Co-Authored-By: Claude Opus 4.7 (1M context) <noreply@anthropic.com>
Signed-off-by: Daniel Noland <daniel@githedgehog.com>
Sweeps `std::sync` / `std::thread` / `arc_swap::ArcSwapOption` usage
in the hot data-path crates to `concurrency::*`. The migrated code is
now model-checkable: switch `dataplane-concurrency` to `--features
loom` or `--features shuttle*` and the same source paths exercise
under the chosen scheduler.
`net`:
* `flows::flow_info` -- atomics (`AtomicI64`/`AtomicU8`) onto
`concurrency::sync::atomic`.
* `flows::display`, `packet::stats`, `flows::atomic_instant` -- same.
`nat`:
* `common`, `portfw::nf`, `portfw::portfwtable::{objects,
portforwarder}`, `icmp_handler::nf` -- `Arc`/`Weak`/atomics onto
the facade.
* `stateful::apalloc::test_alloc` -- the `#[concurrency_mode(shuttle)]`
smoke test was importing `shuttle::sync::{Arc, Mutex}` directly;
now uses `concurrency::sync::{Arc, Mutex}` and `concurrency::thread`
via the facade.
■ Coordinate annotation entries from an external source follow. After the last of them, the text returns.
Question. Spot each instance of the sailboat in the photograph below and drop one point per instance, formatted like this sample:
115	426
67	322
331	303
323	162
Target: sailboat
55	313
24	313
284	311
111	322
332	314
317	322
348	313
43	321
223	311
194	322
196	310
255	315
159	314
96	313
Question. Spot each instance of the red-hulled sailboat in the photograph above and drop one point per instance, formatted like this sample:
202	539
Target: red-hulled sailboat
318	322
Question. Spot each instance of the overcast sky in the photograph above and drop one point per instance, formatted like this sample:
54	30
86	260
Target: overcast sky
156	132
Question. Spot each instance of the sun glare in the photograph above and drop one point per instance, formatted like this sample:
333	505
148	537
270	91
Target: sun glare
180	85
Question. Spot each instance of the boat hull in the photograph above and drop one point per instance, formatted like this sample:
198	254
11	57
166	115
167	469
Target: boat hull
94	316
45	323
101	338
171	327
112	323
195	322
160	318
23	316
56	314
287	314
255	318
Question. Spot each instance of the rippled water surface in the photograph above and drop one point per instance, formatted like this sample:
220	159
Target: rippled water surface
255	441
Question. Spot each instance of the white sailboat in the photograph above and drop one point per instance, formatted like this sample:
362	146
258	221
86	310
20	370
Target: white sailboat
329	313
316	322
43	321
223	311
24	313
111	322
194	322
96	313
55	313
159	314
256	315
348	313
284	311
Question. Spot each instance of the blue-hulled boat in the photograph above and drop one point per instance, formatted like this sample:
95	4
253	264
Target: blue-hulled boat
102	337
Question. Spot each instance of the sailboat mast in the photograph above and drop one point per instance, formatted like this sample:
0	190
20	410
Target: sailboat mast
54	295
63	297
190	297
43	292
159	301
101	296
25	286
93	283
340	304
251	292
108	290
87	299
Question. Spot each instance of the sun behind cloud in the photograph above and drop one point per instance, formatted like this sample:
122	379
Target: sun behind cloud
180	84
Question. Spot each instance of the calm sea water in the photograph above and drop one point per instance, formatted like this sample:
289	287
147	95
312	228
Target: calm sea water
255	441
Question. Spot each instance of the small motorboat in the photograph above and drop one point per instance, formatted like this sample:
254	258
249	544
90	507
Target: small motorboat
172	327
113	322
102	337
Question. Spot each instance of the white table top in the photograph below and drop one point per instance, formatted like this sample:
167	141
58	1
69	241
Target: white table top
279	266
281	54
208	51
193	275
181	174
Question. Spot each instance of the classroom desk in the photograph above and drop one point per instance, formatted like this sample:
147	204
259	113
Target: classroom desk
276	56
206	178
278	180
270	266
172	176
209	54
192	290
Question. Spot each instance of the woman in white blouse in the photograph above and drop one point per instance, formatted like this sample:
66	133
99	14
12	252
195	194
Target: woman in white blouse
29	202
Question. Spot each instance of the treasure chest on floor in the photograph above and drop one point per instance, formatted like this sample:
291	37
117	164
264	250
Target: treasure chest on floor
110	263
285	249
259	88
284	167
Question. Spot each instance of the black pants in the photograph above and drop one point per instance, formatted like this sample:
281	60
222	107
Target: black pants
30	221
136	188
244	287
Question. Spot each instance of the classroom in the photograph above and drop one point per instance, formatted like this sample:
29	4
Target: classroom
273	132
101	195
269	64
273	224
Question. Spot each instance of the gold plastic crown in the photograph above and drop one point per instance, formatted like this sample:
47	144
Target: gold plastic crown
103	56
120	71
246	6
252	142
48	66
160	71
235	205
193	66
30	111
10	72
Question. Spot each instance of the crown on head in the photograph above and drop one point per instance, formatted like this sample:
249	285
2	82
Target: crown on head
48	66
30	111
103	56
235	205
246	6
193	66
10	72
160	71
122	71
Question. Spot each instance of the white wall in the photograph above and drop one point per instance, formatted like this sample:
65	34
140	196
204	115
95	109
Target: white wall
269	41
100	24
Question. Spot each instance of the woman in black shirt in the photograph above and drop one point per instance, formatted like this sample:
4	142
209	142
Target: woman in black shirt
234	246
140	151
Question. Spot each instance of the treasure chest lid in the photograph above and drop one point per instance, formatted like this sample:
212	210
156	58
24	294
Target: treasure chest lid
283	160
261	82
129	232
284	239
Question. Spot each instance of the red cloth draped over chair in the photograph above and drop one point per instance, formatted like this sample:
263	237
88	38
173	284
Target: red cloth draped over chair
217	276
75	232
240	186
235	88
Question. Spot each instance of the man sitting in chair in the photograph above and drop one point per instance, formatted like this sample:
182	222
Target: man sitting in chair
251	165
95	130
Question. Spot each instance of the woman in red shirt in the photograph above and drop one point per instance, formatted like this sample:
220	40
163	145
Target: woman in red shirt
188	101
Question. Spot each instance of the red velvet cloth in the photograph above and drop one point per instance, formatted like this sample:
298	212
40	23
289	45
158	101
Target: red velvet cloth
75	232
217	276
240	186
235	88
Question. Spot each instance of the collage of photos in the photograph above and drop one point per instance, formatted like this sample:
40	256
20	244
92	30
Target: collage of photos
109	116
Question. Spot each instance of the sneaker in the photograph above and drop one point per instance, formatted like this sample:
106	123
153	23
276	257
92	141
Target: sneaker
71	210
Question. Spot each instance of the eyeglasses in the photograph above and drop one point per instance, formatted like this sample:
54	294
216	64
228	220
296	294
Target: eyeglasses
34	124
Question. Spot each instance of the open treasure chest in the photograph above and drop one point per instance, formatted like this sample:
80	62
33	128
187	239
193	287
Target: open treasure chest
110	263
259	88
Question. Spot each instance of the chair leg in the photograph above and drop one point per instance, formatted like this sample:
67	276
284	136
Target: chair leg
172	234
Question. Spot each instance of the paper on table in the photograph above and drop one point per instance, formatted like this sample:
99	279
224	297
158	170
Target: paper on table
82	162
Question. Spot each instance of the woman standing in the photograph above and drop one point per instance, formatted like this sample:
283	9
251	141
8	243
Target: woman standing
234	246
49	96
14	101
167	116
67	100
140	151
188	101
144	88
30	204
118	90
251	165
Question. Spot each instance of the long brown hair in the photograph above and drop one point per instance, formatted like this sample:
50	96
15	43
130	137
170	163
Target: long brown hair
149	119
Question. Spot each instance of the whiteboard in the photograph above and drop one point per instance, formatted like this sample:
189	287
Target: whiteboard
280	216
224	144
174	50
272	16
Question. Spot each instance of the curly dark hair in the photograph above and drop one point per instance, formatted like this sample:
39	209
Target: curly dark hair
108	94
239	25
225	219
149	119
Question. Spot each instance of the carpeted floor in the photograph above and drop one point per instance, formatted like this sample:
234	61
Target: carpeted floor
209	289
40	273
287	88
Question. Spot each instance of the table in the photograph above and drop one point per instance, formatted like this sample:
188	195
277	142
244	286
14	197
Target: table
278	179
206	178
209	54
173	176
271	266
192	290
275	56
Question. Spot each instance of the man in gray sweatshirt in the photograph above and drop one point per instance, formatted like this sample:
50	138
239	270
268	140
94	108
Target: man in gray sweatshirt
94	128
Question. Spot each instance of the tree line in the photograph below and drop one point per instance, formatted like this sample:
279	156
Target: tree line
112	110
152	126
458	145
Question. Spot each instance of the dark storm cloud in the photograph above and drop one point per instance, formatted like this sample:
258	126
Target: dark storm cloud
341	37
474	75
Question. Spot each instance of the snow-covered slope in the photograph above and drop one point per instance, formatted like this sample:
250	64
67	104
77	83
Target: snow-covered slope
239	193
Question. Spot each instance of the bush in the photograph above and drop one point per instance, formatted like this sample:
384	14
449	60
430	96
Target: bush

The `parking_lot`-shaped lock returns naked guards,
so `.lock().unwrap()` collapses to `.lock()`.
* `stateful::allocator_writer` -- `Arc<ArcSwapOption<NatAllocator>>`
becomes `Arc<SlotOption<NatAllocator>>`. `NatAllocatorReader::inner`
returns the `SlotOption` for `CliDataProvider` consumption.
`pipeline`:
* `pipeline`, `static_nf`, `sample_nfs` -- atomics + Arc routed
through the facade.
* `sample_nfs::PacketDumper` -- `filter: ArcSwapOption<...>` becomes
`filter: SlotOption<...>`.
* `Cargo.toml` -- swaps `arc-swap` for `concurrency`; the migration
fully covers the prior `arc_swap` call sites, so the direct dep
is no longer needed.
`routing`:
* `atable::resolver` -- atomics + `std::thread::spawn`/`JoinHandle`
via `concurrency::thread`.
* `fib::fibtable` -- `Arc` via the facade.
`concurrency` (own tests):
* `tests/quiescent_protocol.rs` and `tests/quiescent_properties.rs`
now use `dataplane_concurrency::sync` / `::thread` for consistency
with the rest of the crate.
The drop-recording slot in the quiescent loom test stays on
`std::sync::Mutex` deliberately (its existing comment explains the
model checker doesn't need to model contention on it).
Co-Authored-By: Claude Opus 4.7 (1M context) <noreply@anthropic.com>
Signed-off-by: Daniel Noland <daniel@githedgehog.com>
f0de528 to
32f90ca
Compare
Prep for DPDK thread rework.
I'm trying to organize the concurrency crate. I should have absorbed quiescent into it in the first place.